# Gaggia Classic - leaking steam valve?



## elgringo

Hi - new to the forum, but not to the world of coffee! I have an ageing Gaggia Classic that has reliably produced 1-2 shots a day (espresso only) for the last 7-8 years. I descale it regularly - normally every time I start a new bag of coffee, and always use filtered water, so it's lead a fairly sheltered life.

Anyway, after a few weeks away, I fire the machine up following my normal routine - once the thermostat clicks I pull some steam through then release water through the shower to accelerate the warmup - only today I got water dripping through the case above the steam wand when I turned the steam knob.

I'm guessing that this means the steam valve has died (I can still pull a shot).

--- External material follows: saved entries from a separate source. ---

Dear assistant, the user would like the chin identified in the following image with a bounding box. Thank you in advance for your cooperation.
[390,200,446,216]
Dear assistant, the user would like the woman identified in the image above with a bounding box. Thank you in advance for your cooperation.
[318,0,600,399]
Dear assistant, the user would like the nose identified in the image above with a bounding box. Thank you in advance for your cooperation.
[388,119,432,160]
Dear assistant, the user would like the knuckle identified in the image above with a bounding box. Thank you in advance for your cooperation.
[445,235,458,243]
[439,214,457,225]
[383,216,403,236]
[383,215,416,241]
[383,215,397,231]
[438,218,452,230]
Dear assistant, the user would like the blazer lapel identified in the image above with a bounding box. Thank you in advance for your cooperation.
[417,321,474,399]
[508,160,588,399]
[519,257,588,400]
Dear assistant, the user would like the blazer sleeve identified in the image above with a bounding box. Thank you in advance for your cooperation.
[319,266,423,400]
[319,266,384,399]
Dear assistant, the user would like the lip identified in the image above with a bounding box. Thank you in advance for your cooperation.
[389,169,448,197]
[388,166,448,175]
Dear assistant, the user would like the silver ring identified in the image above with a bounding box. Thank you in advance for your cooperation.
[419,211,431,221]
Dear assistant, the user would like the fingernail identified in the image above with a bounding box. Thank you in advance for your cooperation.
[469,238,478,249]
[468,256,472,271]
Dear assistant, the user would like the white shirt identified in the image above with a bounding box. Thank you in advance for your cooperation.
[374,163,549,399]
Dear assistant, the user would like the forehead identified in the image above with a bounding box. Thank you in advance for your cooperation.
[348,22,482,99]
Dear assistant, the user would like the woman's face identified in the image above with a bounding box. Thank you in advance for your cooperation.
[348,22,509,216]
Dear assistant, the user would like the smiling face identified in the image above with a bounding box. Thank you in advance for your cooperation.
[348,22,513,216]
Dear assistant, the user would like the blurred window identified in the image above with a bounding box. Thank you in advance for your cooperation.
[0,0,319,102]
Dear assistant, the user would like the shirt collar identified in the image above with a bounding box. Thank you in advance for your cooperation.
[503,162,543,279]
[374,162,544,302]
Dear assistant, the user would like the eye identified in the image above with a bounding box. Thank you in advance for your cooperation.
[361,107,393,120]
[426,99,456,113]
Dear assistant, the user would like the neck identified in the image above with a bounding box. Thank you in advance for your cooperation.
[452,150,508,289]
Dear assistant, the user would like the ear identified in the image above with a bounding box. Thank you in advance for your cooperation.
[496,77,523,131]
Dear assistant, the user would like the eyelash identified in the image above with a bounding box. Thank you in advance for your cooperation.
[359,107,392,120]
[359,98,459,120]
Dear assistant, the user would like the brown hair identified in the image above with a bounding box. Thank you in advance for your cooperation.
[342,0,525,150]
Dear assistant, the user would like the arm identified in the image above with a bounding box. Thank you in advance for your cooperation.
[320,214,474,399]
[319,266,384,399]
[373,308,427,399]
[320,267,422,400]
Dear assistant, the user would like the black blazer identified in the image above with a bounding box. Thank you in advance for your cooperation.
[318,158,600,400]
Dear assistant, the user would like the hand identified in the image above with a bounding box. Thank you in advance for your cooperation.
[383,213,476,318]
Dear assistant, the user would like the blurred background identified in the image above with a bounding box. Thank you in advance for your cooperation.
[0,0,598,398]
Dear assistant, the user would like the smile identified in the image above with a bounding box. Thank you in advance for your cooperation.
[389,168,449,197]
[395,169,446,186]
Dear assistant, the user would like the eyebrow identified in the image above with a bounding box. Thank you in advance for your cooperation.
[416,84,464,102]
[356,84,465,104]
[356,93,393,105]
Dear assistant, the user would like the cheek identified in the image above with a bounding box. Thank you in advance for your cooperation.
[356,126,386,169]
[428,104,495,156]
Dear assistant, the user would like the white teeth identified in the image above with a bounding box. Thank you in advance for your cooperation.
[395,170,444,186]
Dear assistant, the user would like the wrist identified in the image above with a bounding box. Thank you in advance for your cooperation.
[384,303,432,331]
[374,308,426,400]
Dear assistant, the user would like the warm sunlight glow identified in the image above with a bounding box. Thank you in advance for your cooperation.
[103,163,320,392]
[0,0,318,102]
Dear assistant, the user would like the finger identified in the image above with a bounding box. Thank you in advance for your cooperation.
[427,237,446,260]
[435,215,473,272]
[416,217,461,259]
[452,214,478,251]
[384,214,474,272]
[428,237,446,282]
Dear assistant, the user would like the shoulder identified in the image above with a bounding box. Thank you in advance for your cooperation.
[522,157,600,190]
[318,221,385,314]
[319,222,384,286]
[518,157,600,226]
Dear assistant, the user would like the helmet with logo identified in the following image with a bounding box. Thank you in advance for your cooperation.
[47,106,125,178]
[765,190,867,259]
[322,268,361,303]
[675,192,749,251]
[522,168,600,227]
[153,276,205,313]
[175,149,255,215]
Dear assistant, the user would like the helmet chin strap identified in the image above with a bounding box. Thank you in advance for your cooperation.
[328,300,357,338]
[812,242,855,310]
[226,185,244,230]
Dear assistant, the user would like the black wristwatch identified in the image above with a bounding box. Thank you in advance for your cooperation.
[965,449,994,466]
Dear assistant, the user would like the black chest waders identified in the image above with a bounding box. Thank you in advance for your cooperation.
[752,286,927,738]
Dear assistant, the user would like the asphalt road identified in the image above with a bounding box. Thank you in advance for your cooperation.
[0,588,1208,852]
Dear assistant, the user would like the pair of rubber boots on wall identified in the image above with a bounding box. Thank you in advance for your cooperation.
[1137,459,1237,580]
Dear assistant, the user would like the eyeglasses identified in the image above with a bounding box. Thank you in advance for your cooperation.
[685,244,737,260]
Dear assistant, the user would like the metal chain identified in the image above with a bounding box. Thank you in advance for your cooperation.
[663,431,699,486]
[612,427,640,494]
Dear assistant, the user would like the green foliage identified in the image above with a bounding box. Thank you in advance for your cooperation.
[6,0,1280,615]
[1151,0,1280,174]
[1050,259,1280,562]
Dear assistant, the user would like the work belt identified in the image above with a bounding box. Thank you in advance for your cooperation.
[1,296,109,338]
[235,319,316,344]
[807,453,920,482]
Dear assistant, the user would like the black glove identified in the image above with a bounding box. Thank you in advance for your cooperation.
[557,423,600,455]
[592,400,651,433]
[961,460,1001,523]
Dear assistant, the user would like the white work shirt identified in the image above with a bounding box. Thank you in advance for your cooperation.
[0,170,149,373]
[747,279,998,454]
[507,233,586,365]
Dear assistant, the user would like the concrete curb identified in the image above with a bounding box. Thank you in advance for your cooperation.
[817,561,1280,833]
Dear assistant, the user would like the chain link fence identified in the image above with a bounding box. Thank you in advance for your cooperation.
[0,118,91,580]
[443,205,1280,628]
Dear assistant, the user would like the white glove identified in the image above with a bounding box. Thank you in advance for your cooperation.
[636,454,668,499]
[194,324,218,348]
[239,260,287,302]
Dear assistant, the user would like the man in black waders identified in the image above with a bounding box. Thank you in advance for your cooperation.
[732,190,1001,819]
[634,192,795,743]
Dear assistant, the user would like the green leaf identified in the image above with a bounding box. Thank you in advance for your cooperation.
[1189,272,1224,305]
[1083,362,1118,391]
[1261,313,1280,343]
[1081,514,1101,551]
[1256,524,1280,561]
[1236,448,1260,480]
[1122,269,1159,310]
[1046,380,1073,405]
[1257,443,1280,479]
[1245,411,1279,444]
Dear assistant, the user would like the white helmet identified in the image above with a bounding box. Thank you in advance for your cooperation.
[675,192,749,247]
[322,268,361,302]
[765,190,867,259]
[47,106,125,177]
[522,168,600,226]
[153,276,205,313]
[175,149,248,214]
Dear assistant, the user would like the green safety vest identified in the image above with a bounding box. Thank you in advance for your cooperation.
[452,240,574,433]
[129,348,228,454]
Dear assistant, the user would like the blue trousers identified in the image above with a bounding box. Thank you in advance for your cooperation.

I've got hold of another machine for spares, but don't have any idea how these are put together, so before I break out the tools, does anyone have a step-by-step guide to disassemble/assemble the machine?

Cheers,

Ian


----------



## JohnnieWalker

I'd say just get in there and have a fiddle!

I managed to sort a leaking boiler 'o' ring just by dismantling it and guesswork, I did take some pictures as I did it:






























---

I am here: http://maps.google.com/maps?ll=52.932652,-1.488694

Costa Coffee Beans, Ground Coffee & Syrups available at http://CostaShop.co.uk


----------



## elgringo

Cheers Johnnie - I'd come to the same conclusion, and have just opened her up. Before I perform a valve transplant, are there any gaskets or seals that I'll need to replace with new?


----------



## seeq

There is one between the boiler and steam valve you should replace (part number DM0041/081) I imagine it would come with the new valve. It's a really easy job. You will need to take the steam knob off (pull it) disconnect the pipe to the steam wand from the valve and then there is two Hex bolts right on the top of the boiler that you will need to undo. The valve may be a bit stuck over time so you will need to fiddle with it to get its free.


----------



## elgringo

Thanks seeq - I've also just found this parts diagram, although I can't seem to upload it to the wiki.


----------



## seeq

I have that diagram somewhere, the. Gaggia classic is surprisingly simple inside. It's worth while you have it open, to identify the parts you have and get to know the insides by looking around.


----------



## gaggiamanualservice.com

see my link on my site

http://www.gaggiamanualservice.com/uploads/2/7/3/4/2734199/classic.pdf


----------



## elgringo

Transplant complete and leak repaired - thanks all! Will shortly be posting the remains of the donor for sale


----------



## seeq

Well done, did it all go well?


----------



## elgringo

Yeah, pretty straightforward really - a bit of gentle persuasion needed to separate the valve from the boiler!


----------



## big dan

I am currently having the same issue with my machine and stumbled across this thread. Firstly here is a link from Whole Latte Love that shows you how to take apart the steam valve assembly:

http://www.wholelattelove.com/articles/steam_valve_replacement.cfm

Secondly, i had a look the parts diagram posted above to see what part it was that i might need to look at or clean/replace and apparently it is (no joking!):

"07 EF0045/01/- Complete cock" ha ha Brilliant! I just need a complete cock to fix my machine!!


----------



## El carajillo

When you have replaced your steam valve do not wind the valve off to tightly as this is what wears the valve. Just lightly with finger and thumb !!!


----------